Electron emission devices, such as thermionic emitters, cold cathode field emitters and the like, are currently used as electron sources in x-ray tube applications, flat panel field emission display applications, microwave amplifier applications, electron-beam lithography applications and the like. Typically, thermionic emitters, which operate at relatively high temperatures and allow for relatively slow electronic addressing and switching, are used in x-ray imaging applications. It is desirable to develop a cold cathode field emitter that may be used as an electron source in x-ray imaging applications, such as computed tomography (CT) applications, to improve scan speeds, as well as in other applications. Moreover, applications such as low pressure gas discharge lighting and fluorescent lighting, which are limited by the life of the thermionic emitters that are typically used, will benefit from cold cathode field emitters.
Conventional cold cathode field emitters include a plurality of substantially conical or pyramid-shaped emitter tips arranged in a grid surrounded by a plurality of grid openings, or gates. The plurality of substantially conical or pyramid-shaped emitter tips are typically made of a metal or a metal carbide, such as Mo, W, Ta, Ir, Pt, Mo2C, HfC, ZrC, NbC or the like, or a semiconductor material, such as Si, SiC, GaN, diamond-like C or the like, and have a radius of curvature on the order of about 20 nm. A common conductor, or cathode electrode, is used and a gate dielectric layer is selectively disposed between the cathode electrode and the gate electrode, forming a plurality of micro-cavities around the plurality of substantially conical or pyramid-shaped emitter tips. Exemplary cathode electrode materials include doped amorphous Si, crystalline Si and thin-film metals, such as Mo, Al, Cr and the like. Exemplary gate dielectric layer materials include SiO2, Si3N4 and Al2O3. Exemplary gate electrode materials include Al, Mo, Pt and doped Si.

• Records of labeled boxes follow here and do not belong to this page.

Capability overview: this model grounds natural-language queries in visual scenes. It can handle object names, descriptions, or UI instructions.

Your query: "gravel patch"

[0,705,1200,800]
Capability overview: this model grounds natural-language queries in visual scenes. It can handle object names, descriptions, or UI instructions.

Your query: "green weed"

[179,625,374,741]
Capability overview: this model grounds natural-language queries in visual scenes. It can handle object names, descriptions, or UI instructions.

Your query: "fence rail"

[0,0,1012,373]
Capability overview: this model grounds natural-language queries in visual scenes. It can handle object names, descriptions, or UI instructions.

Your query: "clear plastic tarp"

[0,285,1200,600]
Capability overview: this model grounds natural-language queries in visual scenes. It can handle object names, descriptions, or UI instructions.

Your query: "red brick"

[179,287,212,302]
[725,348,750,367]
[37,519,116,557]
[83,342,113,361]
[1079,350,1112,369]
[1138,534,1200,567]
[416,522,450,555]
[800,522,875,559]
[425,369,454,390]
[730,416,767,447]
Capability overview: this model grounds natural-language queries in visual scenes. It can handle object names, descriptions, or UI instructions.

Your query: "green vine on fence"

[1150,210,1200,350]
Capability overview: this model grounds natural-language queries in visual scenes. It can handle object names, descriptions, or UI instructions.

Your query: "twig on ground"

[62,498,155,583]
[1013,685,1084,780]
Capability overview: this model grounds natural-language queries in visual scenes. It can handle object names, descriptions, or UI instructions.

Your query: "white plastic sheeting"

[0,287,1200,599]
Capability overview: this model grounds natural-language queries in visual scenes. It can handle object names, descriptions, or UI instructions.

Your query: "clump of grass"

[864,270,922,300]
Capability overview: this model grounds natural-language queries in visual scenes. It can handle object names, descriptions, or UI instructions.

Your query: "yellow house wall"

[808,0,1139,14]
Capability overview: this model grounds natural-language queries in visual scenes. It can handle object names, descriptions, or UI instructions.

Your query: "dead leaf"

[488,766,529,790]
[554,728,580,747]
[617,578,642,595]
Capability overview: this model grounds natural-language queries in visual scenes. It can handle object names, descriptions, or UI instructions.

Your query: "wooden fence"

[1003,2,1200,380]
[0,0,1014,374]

When a voltage is applied to the gate electrode, electrons tunnel from the plurality of substantially conical or pyramid-shaped emitter tips.
The key performance factors associated with cold cathode field emitters include the emitter tip sharpness, the alignment and spacing of the emitter tips and the gates, the emitter tip to gate distance and the emitter tip density. For example, the emitter tip to gate distance partially determines the turn-on voltage of the cold cathode field emitter, i.e. the voltage difference required between the emitter tip and the gate for the cold cathode field emitter to start emitting electrons. Typically, the smaller the emitter tip to gate distance, the lower the turn-on voltage of the cold cathode field emitter and the lower the power consumption/dissipation. Likewise, the emitter tip density affects the footprint of the cold cathode field emitter.

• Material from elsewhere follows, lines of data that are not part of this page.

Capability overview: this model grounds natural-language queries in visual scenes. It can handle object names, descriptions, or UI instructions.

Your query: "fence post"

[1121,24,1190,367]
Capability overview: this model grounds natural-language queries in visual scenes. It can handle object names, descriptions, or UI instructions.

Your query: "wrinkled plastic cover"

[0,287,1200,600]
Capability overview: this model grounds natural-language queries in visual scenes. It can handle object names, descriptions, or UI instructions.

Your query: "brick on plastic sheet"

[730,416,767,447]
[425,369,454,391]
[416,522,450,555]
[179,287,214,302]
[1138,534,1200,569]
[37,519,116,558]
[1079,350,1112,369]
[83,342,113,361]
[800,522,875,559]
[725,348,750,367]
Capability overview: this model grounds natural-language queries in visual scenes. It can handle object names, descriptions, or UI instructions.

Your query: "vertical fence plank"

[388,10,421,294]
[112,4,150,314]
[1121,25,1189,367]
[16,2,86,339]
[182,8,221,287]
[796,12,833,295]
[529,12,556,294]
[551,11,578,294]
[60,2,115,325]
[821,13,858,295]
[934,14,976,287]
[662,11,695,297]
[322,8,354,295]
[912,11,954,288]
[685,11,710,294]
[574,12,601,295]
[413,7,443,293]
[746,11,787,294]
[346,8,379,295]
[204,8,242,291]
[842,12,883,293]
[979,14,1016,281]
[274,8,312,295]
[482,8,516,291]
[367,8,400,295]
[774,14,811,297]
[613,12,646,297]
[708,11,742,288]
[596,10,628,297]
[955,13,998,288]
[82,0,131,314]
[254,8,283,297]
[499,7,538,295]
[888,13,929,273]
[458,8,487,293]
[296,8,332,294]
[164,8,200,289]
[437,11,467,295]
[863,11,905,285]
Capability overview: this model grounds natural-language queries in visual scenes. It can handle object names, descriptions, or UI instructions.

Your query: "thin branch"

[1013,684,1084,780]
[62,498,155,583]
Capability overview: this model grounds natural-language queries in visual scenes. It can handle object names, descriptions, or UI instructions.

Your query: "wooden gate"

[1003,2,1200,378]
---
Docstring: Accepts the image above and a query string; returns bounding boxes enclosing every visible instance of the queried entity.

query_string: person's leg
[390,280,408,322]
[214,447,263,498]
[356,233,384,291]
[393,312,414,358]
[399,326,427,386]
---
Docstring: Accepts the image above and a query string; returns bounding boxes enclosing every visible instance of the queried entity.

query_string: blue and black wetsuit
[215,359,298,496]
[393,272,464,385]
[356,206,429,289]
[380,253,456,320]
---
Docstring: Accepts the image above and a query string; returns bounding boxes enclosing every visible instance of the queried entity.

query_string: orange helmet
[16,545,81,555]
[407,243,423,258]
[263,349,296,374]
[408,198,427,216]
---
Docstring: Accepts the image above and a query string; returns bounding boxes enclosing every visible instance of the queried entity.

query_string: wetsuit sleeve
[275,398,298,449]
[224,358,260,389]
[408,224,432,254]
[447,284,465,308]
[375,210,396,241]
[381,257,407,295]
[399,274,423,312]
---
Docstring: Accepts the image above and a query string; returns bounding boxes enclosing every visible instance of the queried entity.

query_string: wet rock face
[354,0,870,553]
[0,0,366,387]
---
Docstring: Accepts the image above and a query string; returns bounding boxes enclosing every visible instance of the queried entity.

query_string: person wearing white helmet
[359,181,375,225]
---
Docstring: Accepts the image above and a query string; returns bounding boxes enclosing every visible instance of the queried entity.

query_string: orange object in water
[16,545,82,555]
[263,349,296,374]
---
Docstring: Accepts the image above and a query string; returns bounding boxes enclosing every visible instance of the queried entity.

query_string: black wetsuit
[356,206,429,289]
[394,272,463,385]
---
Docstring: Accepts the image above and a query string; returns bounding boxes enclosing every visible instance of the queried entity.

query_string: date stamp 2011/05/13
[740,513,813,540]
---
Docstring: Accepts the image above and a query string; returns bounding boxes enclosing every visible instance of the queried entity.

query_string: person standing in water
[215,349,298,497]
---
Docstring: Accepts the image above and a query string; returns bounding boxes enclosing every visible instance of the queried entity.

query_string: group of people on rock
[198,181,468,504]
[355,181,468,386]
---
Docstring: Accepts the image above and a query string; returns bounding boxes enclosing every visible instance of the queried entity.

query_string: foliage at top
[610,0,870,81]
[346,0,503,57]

Conventional cold cathode field emitters may be fabricated using a number of methods. For example, the Spindt method, well known to those of ordinary skill in the art, may be used (see U.S. Pat. Nos. 3,665,241, 3,755,704 and 3,812,559). Generally, the Spindt method includes masking one or more dielectric layers and performing a plurality of lengthy, labor-intensive etching, oxidation and deposition steps. Residual gas particles in the vacuum surrounding the plurality of substantially conical or pyramid-shaped emitter tips collide with emitted electrons and are ionized. The resulting ions bombard the emitter tips and damage their sharp points, decreasing the emission current of the cold cathode field emitter over time and limiting its operating life. Likewise, the Spindt method does not address the problem of emitter tip to gate distance. The emitter tip to gate distance is determined by the thickness of the dielectric layer disposed between the two. A smaller emitter tip to gate distance may be achieved by depositing a thinner dielectric layer. This, however, has the negative consequence of increasing the capacitance between the cathode electrode and the gate electrode, increasing the response time of the cold cathode field emitter. One or both of these shortcomings are shared by the other methods for fabricating conventional cold cathode field emitters as well, including the more recent chemical-mechanical planarization (CMP) methods (see U.S. Pat. Nos. 5,266,530, 5,229,331 and 5,372,973) and the more recent ion milling methods (see U.S. Pat. Nos. 6,391,670 and 6,394,871), all of which produce a plurality of substantially conical or pyramid-shaped emitter tips. Generally, optical lithography and other methods are limited to field openings on the order of about 0.5 microns or larger and emitter tip to gate distances on the order of about 1 micron or larger.
Thus, what is still needed is a simple and efficient method for fabricating a cold cathode field emitter that includes a plurality of emitter tips that are continuously sharp and that are self-aligned with their respective gates. What is also still needed is a method for fabricating a cold cathode field emitter that has a relatively small emitter tip to gate distance, providing a relatively high emitter tip density. This cold cathode field emitter should be suitable for use in x-ray imaging applications, lighting applications, flat panel field emission display applications, microwave amplifier applications, electron-beam lithography applications and the like.